What Does the Trump Presidency Mean for Our Democracy?
Donald Trump obliterated the status quo in 2016 with his campaign tactics. Experts swore he would never win the presidency, yet here we are four years later counting the days until our regime change occurs.
In 2016, I was one of many first time voters, dumbfounded with the reality before my eyes. A narcissistic clown stole the Republican presidential nomination from a panel of forgettable, institutionalized candidates. He would continually mock every person the Republican party had to offer, and he made a reality show out of the presidential election.
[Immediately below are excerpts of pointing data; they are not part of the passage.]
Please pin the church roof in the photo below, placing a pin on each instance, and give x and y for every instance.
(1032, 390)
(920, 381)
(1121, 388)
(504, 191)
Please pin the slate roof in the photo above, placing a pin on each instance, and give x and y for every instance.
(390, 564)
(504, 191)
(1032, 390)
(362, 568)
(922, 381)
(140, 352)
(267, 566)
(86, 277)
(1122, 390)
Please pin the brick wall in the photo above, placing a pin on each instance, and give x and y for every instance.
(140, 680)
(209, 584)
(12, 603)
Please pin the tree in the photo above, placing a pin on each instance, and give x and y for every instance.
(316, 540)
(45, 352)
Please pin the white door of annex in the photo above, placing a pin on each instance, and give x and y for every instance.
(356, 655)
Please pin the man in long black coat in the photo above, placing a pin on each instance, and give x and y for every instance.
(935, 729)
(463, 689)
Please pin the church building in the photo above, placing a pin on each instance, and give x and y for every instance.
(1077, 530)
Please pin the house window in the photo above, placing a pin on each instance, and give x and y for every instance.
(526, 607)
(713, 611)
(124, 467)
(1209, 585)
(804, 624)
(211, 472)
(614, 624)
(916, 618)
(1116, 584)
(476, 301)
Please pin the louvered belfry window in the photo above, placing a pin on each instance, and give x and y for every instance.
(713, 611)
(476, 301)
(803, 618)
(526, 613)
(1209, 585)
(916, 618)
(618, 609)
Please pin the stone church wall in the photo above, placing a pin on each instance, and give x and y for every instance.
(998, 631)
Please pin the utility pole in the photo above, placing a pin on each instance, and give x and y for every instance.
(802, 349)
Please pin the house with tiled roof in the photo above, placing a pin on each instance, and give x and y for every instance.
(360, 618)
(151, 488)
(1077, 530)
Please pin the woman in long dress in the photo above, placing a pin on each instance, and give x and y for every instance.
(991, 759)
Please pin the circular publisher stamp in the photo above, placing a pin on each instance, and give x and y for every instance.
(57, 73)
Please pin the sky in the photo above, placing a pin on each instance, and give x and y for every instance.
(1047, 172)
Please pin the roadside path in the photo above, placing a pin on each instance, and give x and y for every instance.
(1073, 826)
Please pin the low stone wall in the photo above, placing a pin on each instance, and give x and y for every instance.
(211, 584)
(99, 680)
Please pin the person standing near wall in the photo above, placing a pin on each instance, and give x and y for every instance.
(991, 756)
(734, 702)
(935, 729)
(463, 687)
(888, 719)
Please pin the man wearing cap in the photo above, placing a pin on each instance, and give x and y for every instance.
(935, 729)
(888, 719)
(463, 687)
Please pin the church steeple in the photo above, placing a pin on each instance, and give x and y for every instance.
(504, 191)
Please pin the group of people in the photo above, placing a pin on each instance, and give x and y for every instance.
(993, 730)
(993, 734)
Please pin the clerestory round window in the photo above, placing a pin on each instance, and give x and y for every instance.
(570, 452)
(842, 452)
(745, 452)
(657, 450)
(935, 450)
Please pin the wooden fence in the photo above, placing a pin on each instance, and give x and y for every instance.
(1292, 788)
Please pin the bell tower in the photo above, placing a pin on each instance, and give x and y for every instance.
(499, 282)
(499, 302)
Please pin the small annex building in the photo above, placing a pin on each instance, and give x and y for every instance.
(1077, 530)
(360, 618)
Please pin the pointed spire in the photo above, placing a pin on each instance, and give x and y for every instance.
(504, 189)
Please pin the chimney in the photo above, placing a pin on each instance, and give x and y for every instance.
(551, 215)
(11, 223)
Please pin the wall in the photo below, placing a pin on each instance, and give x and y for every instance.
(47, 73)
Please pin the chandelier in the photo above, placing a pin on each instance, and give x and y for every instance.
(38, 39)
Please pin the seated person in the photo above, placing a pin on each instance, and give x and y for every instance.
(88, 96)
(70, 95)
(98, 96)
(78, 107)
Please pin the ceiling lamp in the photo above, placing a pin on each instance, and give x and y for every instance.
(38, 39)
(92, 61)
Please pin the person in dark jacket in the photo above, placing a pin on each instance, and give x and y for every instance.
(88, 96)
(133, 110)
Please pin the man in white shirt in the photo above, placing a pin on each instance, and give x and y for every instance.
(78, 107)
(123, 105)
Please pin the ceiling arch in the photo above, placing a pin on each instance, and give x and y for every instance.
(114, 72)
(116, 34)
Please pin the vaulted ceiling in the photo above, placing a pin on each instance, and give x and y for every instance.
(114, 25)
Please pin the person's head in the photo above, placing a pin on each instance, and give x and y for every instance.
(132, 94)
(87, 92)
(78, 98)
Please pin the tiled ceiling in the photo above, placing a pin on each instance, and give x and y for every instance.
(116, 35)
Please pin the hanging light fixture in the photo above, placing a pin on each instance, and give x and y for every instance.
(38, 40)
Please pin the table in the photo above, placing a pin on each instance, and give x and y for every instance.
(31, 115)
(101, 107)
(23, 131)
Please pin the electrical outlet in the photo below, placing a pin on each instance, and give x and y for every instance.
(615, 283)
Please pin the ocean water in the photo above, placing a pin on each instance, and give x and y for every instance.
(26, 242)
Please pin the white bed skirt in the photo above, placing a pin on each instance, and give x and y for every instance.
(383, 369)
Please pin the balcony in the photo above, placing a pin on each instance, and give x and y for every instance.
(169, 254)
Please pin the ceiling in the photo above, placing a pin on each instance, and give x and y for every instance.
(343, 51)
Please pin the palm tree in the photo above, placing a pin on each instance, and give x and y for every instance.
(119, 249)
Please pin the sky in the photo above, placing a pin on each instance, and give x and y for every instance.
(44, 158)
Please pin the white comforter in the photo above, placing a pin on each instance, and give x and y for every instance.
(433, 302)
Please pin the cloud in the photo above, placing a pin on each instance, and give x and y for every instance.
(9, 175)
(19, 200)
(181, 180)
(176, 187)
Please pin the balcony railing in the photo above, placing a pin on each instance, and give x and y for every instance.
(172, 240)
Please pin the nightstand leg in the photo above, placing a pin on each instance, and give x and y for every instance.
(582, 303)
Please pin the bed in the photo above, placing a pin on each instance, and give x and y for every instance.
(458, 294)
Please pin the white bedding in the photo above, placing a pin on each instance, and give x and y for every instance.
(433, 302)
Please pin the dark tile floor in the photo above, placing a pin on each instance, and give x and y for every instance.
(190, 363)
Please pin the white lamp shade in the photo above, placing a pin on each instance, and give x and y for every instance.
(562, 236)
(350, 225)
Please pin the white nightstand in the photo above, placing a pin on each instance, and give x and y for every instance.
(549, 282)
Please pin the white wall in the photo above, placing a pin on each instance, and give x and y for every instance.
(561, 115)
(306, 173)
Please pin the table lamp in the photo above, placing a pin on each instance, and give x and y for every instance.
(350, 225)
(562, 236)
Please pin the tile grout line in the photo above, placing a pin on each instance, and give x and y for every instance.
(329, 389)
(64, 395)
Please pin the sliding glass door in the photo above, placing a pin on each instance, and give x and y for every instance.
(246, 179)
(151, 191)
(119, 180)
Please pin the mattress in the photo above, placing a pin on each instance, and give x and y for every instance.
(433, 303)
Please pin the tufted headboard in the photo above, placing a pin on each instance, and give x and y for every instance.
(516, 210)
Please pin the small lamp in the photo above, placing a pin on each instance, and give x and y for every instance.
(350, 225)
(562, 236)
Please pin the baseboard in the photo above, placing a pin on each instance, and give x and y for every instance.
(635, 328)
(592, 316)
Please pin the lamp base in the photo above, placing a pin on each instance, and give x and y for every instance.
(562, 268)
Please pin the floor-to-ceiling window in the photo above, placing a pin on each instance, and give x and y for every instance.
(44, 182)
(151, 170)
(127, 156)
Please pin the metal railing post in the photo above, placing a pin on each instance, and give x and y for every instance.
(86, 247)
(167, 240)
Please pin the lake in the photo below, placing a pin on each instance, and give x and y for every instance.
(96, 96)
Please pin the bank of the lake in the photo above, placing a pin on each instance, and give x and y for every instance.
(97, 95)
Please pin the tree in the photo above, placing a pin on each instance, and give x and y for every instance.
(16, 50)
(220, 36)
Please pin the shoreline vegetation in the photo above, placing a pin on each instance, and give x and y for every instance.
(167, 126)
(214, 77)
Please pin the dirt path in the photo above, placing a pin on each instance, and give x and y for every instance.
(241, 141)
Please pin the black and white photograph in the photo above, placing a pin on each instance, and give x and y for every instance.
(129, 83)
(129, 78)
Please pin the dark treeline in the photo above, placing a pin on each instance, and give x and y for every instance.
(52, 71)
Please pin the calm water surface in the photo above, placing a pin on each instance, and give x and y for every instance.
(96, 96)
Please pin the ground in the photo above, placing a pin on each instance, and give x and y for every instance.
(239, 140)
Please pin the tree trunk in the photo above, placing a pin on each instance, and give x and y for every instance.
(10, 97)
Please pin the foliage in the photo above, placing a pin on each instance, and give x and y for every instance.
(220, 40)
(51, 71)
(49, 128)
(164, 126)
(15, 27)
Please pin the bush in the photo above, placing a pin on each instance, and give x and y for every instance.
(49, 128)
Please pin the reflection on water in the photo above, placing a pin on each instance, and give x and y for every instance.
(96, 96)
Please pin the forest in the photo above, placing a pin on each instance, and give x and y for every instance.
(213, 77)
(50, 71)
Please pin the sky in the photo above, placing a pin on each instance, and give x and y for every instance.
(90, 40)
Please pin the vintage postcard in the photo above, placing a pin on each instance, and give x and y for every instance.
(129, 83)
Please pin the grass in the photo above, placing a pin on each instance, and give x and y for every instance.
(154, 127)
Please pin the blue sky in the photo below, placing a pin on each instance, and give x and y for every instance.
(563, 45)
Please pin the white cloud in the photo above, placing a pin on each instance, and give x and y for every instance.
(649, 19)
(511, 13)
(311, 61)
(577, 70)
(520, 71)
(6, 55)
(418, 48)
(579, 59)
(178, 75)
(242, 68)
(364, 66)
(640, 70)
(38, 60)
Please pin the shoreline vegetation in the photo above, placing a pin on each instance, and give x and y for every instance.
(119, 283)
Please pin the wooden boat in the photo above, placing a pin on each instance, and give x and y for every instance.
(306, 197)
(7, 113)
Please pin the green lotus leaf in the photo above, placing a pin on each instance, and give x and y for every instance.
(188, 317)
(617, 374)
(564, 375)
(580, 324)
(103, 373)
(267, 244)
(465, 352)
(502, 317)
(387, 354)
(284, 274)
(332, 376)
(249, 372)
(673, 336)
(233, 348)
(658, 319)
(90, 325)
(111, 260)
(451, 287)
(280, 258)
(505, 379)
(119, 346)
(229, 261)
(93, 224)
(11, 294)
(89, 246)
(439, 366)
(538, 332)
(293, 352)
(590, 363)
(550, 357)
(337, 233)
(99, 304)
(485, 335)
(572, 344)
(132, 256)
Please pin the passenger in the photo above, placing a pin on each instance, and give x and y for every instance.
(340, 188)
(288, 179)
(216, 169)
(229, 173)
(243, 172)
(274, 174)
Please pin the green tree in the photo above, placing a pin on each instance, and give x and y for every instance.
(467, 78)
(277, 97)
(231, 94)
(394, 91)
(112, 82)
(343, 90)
I am by no means a Trump supporter. I did not vote for him in either election, and to be fair, I did not vote for Joe Biden or Hillary Clinton either. But this is not about who I voted for, nor my reasons for voting; this is an observation of the various “curtains” that were pulled back over the course of the last four years by President Trump and his insistence on disrupting the system.
For years, the media insisted on force feeding the general public partisan disinformation in order to gain support, maintain viewership and thus remain profitable.
This went relatively unchallenged and unnoticed by the masses for years until Trump repeatedly exclaimed “fake news” was trying to topple him. He found a way to earn free publicity and undermine the validity of whatever the press had to say about him.
It was a twisted strategy that ultimately resulted in a Trump presidency.
The media is going to have to work at least 400% as hard to regain the trust and influence it once took for granted. In 2021, we need less clickbait, for-profit reporting and more informative, useful reporting across the board in every media outlet.
Trump showed that in 2016 you could simply be a United States citizen with an audience to win the presidency. Before, there was an unspoken assumption that someone had to be “in the system” to win the presidency.
Granted, Trump is a bombastic, arrogant rich boy who used his name and money to build a reputation. That reputation ultimately won him the presidency. He gave hope to a demographic of people that his success would translate seamlessly into an increased success for the entire country.
You pair that hope in the swing states with an incredible disdain for Hillary Clinton across the country, and you end up with a confused democracy.
Unfortunately, the other side of Trump making a mockery of our current system is not so hopeful and optimistic. Yes, you can be a reasonable, thoughtful U.S. citizen, come from the middle of nowhere USA and become president, it is possible.
However, Trump just showed foreign powers that the USA is much more vulnerable than its people are even aware of. Our own media is sowing the seeds of dissent in a republic of people who simply want to be happy day-to-day. I truly believe that is what the vast majority of Americans wake up and go to sleep hoping for.
We are strong together, but we can not continue to allow partisanship and “first-world problems” to destroy the ideals our country was founded on. A government of the people, for the people and chosen by the people. We are the people who need to put our surface-level differences aside and acknowledge the incredible privileges we continually take for granted as a society in 2020.